More specifically from that link:
> [...] the image is represented using 1024 tokens with a vocabulary size of 8192.
> The images are preprocessed to 256x256 resolution during training. Similar to VQVAE, each image is compressed to a 32x32 grid of discrete latent codes using a discrete VAE1 that we pretrained using a continuous relaxation.
OpenAI also provides the encoder and decoder models and their weights.
However, with the decoder model, it's now possible to say train a text-encoding model to link up to that decoder (training on say an annotated image dataset) to get something close to the DALL-E demo OpenAI posted. Or something even better!

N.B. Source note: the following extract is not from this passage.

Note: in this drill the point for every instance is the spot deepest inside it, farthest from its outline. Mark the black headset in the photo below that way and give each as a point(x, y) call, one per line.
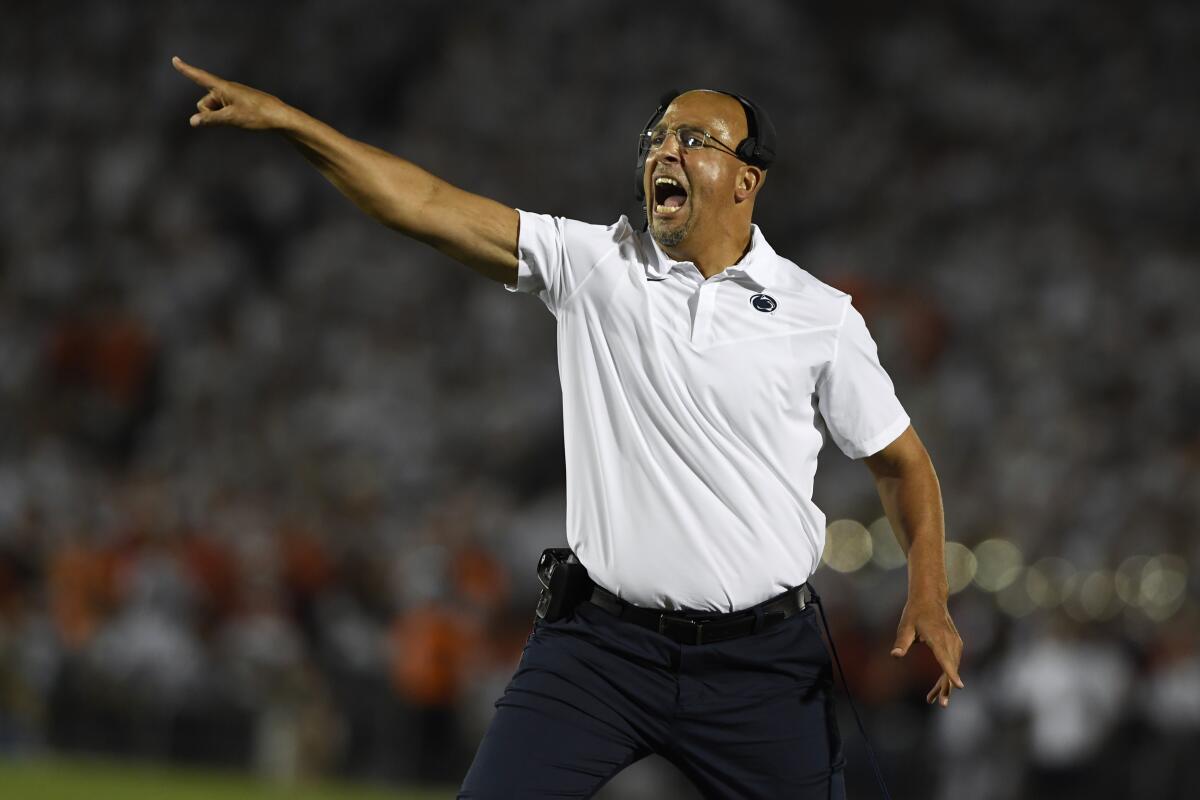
point(757, 149)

Some brilliant folks (Ryan Murdock [@advadnoun], Phil Wang [@lucidrains]) have tried to replicate their results with projects like big-sleep [0] with decent results, but even with this improved VAE we're still a ways from DALL-E quality results.

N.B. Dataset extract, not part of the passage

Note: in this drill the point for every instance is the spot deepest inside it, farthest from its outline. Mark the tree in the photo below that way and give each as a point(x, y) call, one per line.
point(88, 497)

If anyone would like to play with the model check out either the Google Colab [1] (if you wanna run it on Google's cloud) or my site [2] (if you want a simplified UI).

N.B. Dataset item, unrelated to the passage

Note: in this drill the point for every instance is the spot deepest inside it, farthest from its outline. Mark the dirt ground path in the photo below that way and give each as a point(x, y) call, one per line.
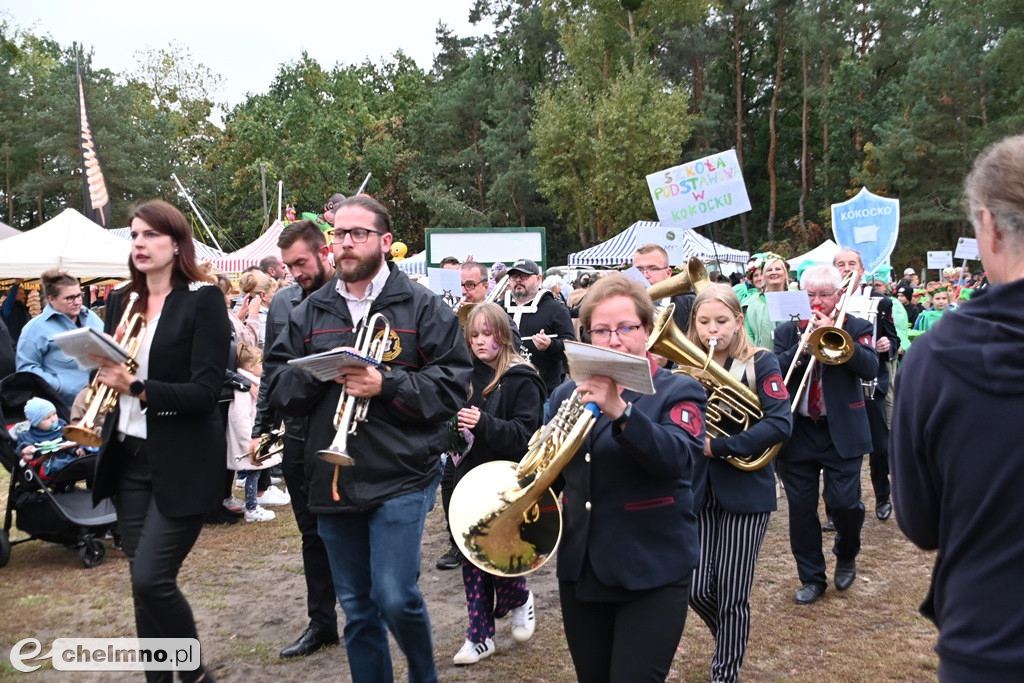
point(245, 584)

[0]: https://github.com/lucidrains/big-sleep/
[1]: https://colab.research.google.com/drive/1MEWKbm-driRNF8PrU7o...
[2]: https://dank.xyz
What's DALL·E.? What's a VAE?
A post to hacker news doesn't target a specific niche community.
One of the examples that was shown was making a chair that looks like an avocado. It produced a number of such images.
It seems rather impressive imo.
_____
A VAE is a "variational auto-encoder". aiui, a VAE is a neural net which has an encoder part, and a decoder part, where the encoder part has input which is the full thing (in this context, the picture, (or maybe small square in a picture?)), and this is also the space that the output of the decoder has. The space for the output of the encoder is much smaller than the other side.
Err, let me rephrase that.
There's a high dimensional space, like the space of possible pictures, but you want to reduce it to a low dimensional space corresponding to the sort of pictures in your dataset, so you have the neural net take in a picture, map it into some low dimensional space (this is the encoder), and then map it back to the original high dimensional space, trying to make it so that the output it gets out after doing that is as close as it can get to the input that went into the encoder. Once you've gotten that working well, you can just grab random locations in the low dimensional space, and it will look like a picture of the same type that came from your dataset?
uh, I'm simplifying as a result of not knowing all the details myself.
That said there is a completely implementation made by lucidrains[1] with some results, the only missing component now is the dataset.
Note that these just demonstrate that arbitrary encoded input images match the decoded images, which is what would be expected from a VAE.